Google Faces Government Scrutiny Over ‘Take Down, Stay Down’ Refusals

BPI Demands 'Notice And Stay Down' Piracy Policy From Google

The British Phonographic Industry (BPI) is insisting that Google reforms its ‘notice and take down’ procedure.

The BPI claims that it has reported 200 million links to infringing content on Google since July 2011.  The links were reported via Google’s ‘Notice And Take Down’ policy but were quickly replaced by other pirate links, often the same links.

The BPI is claiming that Google is not doing enough to combat this ongoing issue, and proposes a ‘Notice And Stay Down’ policy, which prevents the same link for the same site being indexed again.

If Google doesn’t conform to their proposal they will go through the British Government to force this upon them.

Google is heavily resistant to this move.  In December of last year, DMN first reported Google’s response to the ‘Take Down Stay Down’ petition.  Google’s copyright counsel Cédric Manara completely disregarded the idea that the campaign was a reasonable solution, and curtly concluded that the ‘Take down Stay down’ system is “not a solution and just does not work.”

In a formal statement, the BPI is now blasting back.  ”Illegal results that are taken down by Google are frequently replaced by other illegal links, which means that legal services continue to be overshadowed by infringing sites in the very top search results,” the group stated.

”This damaging situation can only be remedied by Google themselves changing strategy and pro-actively pursuing a ‘notice and stay down’ approach.”

The issue of pirated content on the internet has been a long-standing issue.  Though steps have been taken to remove the content, there hasn’t been any policy to actively prevent future content from appearing.  Content can typically be taken down from Google, but almost never removed.

An alternative, ‘stay down’ approach would rapidly change behavior.  If people knew that uploading pirate links would not only result in a takedown, but also prevent that content from being re-loaded, the piracy landscape would start to change.  It would take a lot more effort and a lot more time for them to keep creating links to stolen material.

Hearing the argument and the imbalance in term, the British Government has stepped in to try to reach a ”voluntary agreement”.  The timescale for a mutual agreement between Google and the BPI is unknown.

 

 

(Image by Pixaby, Creative Commons CC0, Public domain)

6 Responses

  1. Ballstone the greater

    Honestly, I am tired of receiving false DMCA takedown requests in Google’s webmaster tools. It is plainly harassment. As a publisher I have no interest in giving out my info via Google’s rebuttal process.

    The headline is misleading here. Google is not facing government scrutiny, they are facing scrutiny from individuals who feel entitled to censor others.

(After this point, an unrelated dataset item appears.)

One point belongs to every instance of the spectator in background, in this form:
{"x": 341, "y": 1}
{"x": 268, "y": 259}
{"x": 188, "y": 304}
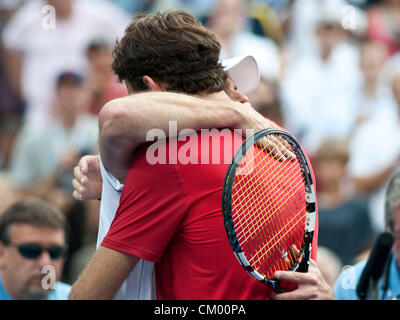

    Maybe it would not look so bad if the parties involved were somewhat competent in their DMCA spamming. As it stands they send DMCA takedown requests indiscriminately.

    Reply
    • Anonymous

      Oh bull.

      Google will do whatever it takes to avoid this scenario, as they make too much money from piracy to go down without a fight.

      Reply
    • FarePlay

      Ballstone. I’m guessing you’re a fiction writer?

      While some notable false negatives generate headlines, the occurrence of this type of error is actually quite rare.

      A study that analyzed the number of section 512 notices sent by the U.S. film industry during six months in 2013, found that of the 25 million notices these companies sent, the relevant online intermediary only received eight counter notices.

      A more recent review of the notices sent to Twitter shows a similarly low numbers of counter notices. From July to December 2015, Twitter received 35,000 notices, but only 121 counter notices.

      And during the prior six months, Twitter received 18,000 notices and only 27 counter notices.14

      Reply
      • Ballstone the greater

        I’ve received thousands of false DMCA notices, and I have no intention of filing a counterclaim. The statistics you quote ignore the unseen cases. The counter-claim process is not worth it for most users.

        On occasion I will directly contact the DMCA mills responsible for the false claims. This almost never resolves the issue. This is completely irresponsible.

        Before DMCA spammers ask for more authority to censor, perhaps it would be better if they exercised their existing powers more responsibly.